Kevin Millwood took the hill for his warm-up tosses to start the 7th inning when a mild groin strain ended his night. Millwood had gone 6 sharp innings, not allowing a hit to the team with baseball’s best record, the Los Angeles Dodgers. The grizzled 37 year old from North Carolina left the game quietly. He gave way to a young bullpen who spent the early innings of Friday night’s game having a sunflower seed flicking contest in the bullpen and having no idea they’d take part in baseball history. On a cold night where runs, or hard hit balls, were scarce the Seattle Mariners became the 10th team in Major League history to throw a combined no-hitter.
Kyle Seager’s 7th inning RBI after an Ichiro steal of 2nd provided all the offense 6 Mariner pitchers would need. Charlie Furbush relieved Millwood. Furbush gave way to hard throwing, recent call-up, Stephen Pryor who walked Bobby Abreu and Jerry Hairston Jr. to start the 8th. That gave Los Angeles their only real threat of the game. Left hander Lucas Luetge was brought in to face James Loney who sacrificed the runners along to second and third. Embattled former closer Brandon League was brought in to face hot hitting catcher A.J. Ellis, who promptly lined out to a hard charging Chone Figgins in left field. Figgins’ throw to the plate was on the money to hold the runner at third. League then recaptured his wicked splitter and struck out Tony Gwynn Jr. to end the inning.

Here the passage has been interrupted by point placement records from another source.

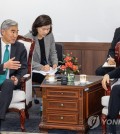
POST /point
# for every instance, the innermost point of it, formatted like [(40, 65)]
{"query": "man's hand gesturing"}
[(11, 64)]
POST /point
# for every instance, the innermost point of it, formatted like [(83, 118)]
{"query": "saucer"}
[(51, 81)]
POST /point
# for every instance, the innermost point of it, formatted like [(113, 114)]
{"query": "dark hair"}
[(42, 20)]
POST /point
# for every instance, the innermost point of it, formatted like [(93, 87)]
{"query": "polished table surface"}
[(90, 79)]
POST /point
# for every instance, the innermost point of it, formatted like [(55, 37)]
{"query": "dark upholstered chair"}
[(105, 99)]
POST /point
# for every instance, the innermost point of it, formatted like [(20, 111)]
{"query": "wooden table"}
[(69, 106)]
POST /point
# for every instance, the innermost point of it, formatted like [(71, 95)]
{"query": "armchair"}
[(59, 49), (105, 99), (22, 98)]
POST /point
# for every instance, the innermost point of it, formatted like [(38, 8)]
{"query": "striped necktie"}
[(5, 59)]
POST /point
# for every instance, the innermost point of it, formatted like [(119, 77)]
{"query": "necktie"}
[(5, 59)]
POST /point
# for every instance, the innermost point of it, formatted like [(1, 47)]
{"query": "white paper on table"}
[(50, 72), (107, 65)]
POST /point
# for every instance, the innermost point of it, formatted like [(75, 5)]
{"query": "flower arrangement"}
[(69, 64)]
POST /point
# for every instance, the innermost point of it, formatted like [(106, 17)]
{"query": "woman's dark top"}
[(42, 51)]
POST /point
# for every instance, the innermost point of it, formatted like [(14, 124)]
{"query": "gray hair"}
[(8, 23)]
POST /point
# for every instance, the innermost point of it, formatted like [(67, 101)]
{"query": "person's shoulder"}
[(19, 44), (29, 35), (50, 35), (117, 29)]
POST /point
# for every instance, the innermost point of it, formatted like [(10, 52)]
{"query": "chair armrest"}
[(23, 81), (112, 81), (25, 78)]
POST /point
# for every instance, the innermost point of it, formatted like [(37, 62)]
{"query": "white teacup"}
[(83, 78), (51, 78)]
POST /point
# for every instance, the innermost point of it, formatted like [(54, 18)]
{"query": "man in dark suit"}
[(13, 64), (111, 55)]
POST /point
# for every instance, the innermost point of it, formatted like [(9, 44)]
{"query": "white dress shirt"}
[(3, 46)]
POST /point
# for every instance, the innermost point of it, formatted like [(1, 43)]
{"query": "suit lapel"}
[(47, 47), (12, 53), (37, 47), (0, 50)]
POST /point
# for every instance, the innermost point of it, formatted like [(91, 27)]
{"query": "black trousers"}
[(114, 102), (101, 71), (114, 107), (36, 77), (5, 96)]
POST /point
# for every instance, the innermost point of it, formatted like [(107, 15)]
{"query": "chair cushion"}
[(20, 105), (105, 111), (18, 96), (105, 100)]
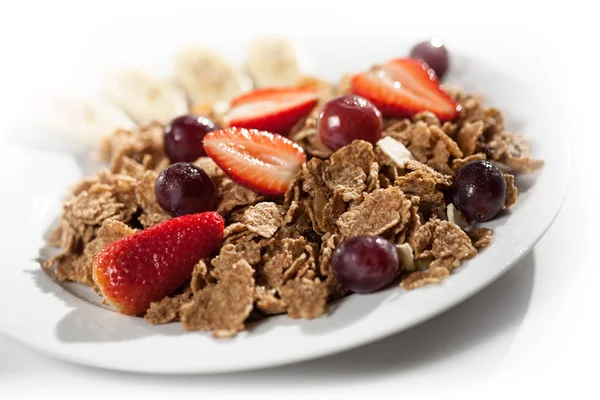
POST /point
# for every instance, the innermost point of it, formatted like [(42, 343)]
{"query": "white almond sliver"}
[(395, 150), (144, 97), (406, 256), (454, 215)]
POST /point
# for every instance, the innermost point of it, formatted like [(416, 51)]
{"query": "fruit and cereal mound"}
[(291, 197)]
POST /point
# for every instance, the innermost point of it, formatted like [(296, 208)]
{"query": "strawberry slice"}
[(151, 264), (262, 161), (273, 110), (404, 87)]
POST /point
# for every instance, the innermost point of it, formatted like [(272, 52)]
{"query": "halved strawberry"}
[(273, 110), (404, 87), (262, 161), (151, 264)]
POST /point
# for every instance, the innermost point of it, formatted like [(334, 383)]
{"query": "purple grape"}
[(348, 118), (364, 264), (184, 135), (434, 53), (479, 190), (184, 188)]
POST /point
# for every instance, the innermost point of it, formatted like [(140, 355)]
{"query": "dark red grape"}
[(434, 54), (348, 118), (184, 188), (479, 190), (364, 264), (184, 135)]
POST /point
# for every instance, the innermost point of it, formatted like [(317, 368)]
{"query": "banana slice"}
[(85, 120), (146, 98), (275, 61), (208, 77)]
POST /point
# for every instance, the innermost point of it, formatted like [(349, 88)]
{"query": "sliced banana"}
[(83, 119), (145, 97), (274, 61), (207, 77)]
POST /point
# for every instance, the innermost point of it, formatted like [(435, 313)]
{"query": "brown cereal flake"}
[(166, 310), (232, 195), (468, 136), (419, 279), (424, 185), (222, 307), (376, 214), (444, 241), (513, 150), (458, 163), (200, 276), (263, 218), (359, 153), (305, 298), (406, 257), (346, 179), (428, 117), (480, 237), (130, 167), (268, 302), (331, 212)]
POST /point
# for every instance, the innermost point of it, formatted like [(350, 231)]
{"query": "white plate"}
[(65, 322)]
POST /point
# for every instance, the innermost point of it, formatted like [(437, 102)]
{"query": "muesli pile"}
[(291, 198)]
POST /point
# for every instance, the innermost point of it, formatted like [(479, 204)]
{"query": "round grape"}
[(364, 264), (434, 53), (479, 190), (184, 188), (183, 137), (348, 118)]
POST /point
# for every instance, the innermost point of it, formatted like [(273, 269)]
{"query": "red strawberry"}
[(404, 87), (149, 265), (262, 161), (273, 110)]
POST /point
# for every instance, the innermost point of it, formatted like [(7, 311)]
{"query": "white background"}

The Dodgers came in 37-21 having just swept the Phillies in Philadelphia. Rookie starter Nate Eovaldi matched Millwood in posting 6 shutout innings in a game that seemed to favor the Dodgers due to their knack for pulling out tightly contested ballgames this year. Not tonight…
Tom Wilhelmsen, new to the closer role, came on to finish the ballgame. The 22,028 fans buzzed as the reality of a no hitter set in. Dodger shortstop Dee Gordon led off the 9th, immediately falling in the hole 0-2. After fouling off the next pitch, Gordon hit a slow roller to slick fielding shortstop Brendan Ryan. Ryan, the defensive whiz who came on in the 9th for his glove, scooped and fired a rope across the diamond to beat the speedy Gordon. It was a bang bang play that brought Dodger manager Don Mattingly out to protest. First base umpire Ted Barrett was decisive with his call and Mattingly put up little argument. Elian Herrera followed with a line shot directly at Ryan and all star right fielder, Andre Ethier, grounded weakly to second for the last out.
For the young Mariners, it was a true team effort. One that will be remembered in an otherwise up and down season. The bullpen, which has been solid this year, did their job. Safeco was alive on a night when Edgar Martinez threw out the first pitch. About half the crowd was Dodger fans who didn’t seem to mind seeing a piece of history at the expense of their team even as the game’s outcome hung in the balance.
For rookie catcher, Jesus Montero, it was a game that showed manager Eric Wedge, himself a former catcher, he could call games at the big league level. Montero made a sensational catch in foul territory to end the 3rd. While it’s the veteran Millwood who decides most of his pitches, Montero was solid in framing the location of the big right hander with the southern drawl’s mark.
Who knows where the season will go from here (the M’s lost the next two games over the weekend to LA), but for a night Seattle had that bounce to it’s step as the crowd dispersed into Sodo and Pioneer Square. Everyone played a role.